Taken together, our sensor model is concisely stated with the following expression.  Note that the measurement is proportional to an expected total energy.
    Measurement(X) = Integral_{all t}( TPRF(X,t) * LightEnvelope(t) * SensitivityEnvelope(t) )
    (note "*" above denotes convolution)

Noise

At this point, we have still only considered an idealized experiment.  To make our sensor model more realistic there are various sources of noise to consider.  Shot noise (intensity variation due to the random amount of photos actually collected during the integration period) will have a much greater effect on sensors measuring the transient properties of light than traditional application.  However, the effects of shot noise can be mitigated by using more intense flashes of light.  Next, digital quantization noise (inaccuracies due to coarse representation of values measured at particular timesteps) is also ignored because it is patterns of light over time that is of interest in our applications, with only minimal information coming from the particular values at each time step.  Finally, additional noise sources that we do not explicitly model cannot be so easily ignored.  To account for the combined effects from noise in different parts of the sensor, we apply simple additive gaussian white noise to each simulated measurement.

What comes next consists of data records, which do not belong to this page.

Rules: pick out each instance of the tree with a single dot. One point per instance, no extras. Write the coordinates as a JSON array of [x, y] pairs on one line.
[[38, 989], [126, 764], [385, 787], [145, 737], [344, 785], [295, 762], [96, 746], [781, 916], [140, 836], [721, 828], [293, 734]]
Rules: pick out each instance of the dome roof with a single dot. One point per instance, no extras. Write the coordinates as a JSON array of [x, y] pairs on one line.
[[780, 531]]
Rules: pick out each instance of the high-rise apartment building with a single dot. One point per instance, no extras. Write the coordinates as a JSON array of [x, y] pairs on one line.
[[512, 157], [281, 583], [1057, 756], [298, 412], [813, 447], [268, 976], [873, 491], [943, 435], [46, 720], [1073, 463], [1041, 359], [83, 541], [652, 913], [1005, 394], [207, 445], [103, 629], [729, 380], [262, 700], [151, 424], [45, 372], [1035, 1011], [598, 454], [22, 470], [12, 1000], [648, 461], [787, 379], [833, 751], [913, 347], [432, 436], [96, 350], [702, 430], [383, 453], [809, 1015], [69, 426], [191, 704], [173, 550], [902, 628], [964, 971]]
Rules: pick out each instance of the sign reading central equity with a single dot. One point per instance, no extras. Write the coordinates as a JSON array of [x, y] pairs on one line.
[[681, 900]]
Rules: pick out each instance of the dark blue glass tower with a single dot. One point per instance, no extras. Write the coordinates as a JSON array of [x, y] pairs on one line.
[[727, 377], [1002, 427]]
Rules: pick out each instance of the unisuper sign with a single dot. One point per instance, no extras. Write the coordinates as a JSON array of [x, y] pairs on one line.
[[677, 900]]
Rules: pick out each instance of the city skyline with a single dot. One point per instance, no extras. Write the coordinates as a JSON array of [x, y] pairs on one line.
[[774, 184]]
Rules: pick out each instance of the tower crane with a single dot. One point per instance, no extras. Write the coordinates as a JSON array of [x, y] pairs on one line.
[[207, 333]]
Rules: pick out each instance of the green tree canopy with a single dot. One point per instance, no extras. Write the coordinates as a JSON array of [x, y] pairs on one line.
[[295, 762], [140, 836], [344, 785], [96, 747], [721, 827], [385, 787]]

Thus, unsurprisingly, our combined sensor model is stated with the following expression:
    Measurement_i(X) = Integral_{all t}( TPRF(X,t) * LightEnvelope(t) * SensitivityEnvelope_i(t) ) + GaussianNoise_i

Scene Disambiguation

Eye and light, v-shaped object pointed down above eye and light, one side is dark, one side is light, where IS THE LIGHT? The example case we will consider is the estimation of a light position in a scene.
- all surfaces are lambertian with reflectance alpha

Shape Recovery

Scene with two boxes, want to know how deep one of the boxes is, by looking at the reflection off of the other
- all surfaces are lambertian with reflectance alpha

---

Future Work

Improving the model: (make case that each interestingly effects transient behavior)
- subsurface scattering: either properly create microgeometry and apply our analyis OR (more interestingly) define a transient volume rendering equation and re-derive the TRPF in this case
- optical density and wavelength: annotate interfaces with differing index of refraction and sample from BSDF differently or allow for general curved rays with continuous variation of optical density (would invalidate assumptions made on triangulation)
- phosphorescence: track energy density at points along interfaces and model decay

Building a real sensor:
- modify LIDAR imager
- high frequency oscilloscope and photosensor

Applications:
- formalized traditinal (2.5D) range finding in terms of TPRF and clarify unspoken assumptions
- attempt full 3.0D range finding
- esimtate subsurface scattering
- decompose TPRF into single bounce layers
- investigate ways to incorporate information extracted from live TPRF into traditinal video display (for augmented human vision)

---

Conclusion

In this paper we have introduced the idea of the transient photometric reflectance function and claimed that the function is not unreasonable to measure from the physical world.  We derived approximations to this function from analytic solutions to the transient rendering equation.  Next, we showed that, even with a sensor model that relaxes many of the original assumptions of the model, relevant information about a scene can still be recovered.  Finally, we have identified several areas for future development.  We are hopeful that this research will spur new inquiry into the transport of light in a scene that takes into account the transient effects of propagation.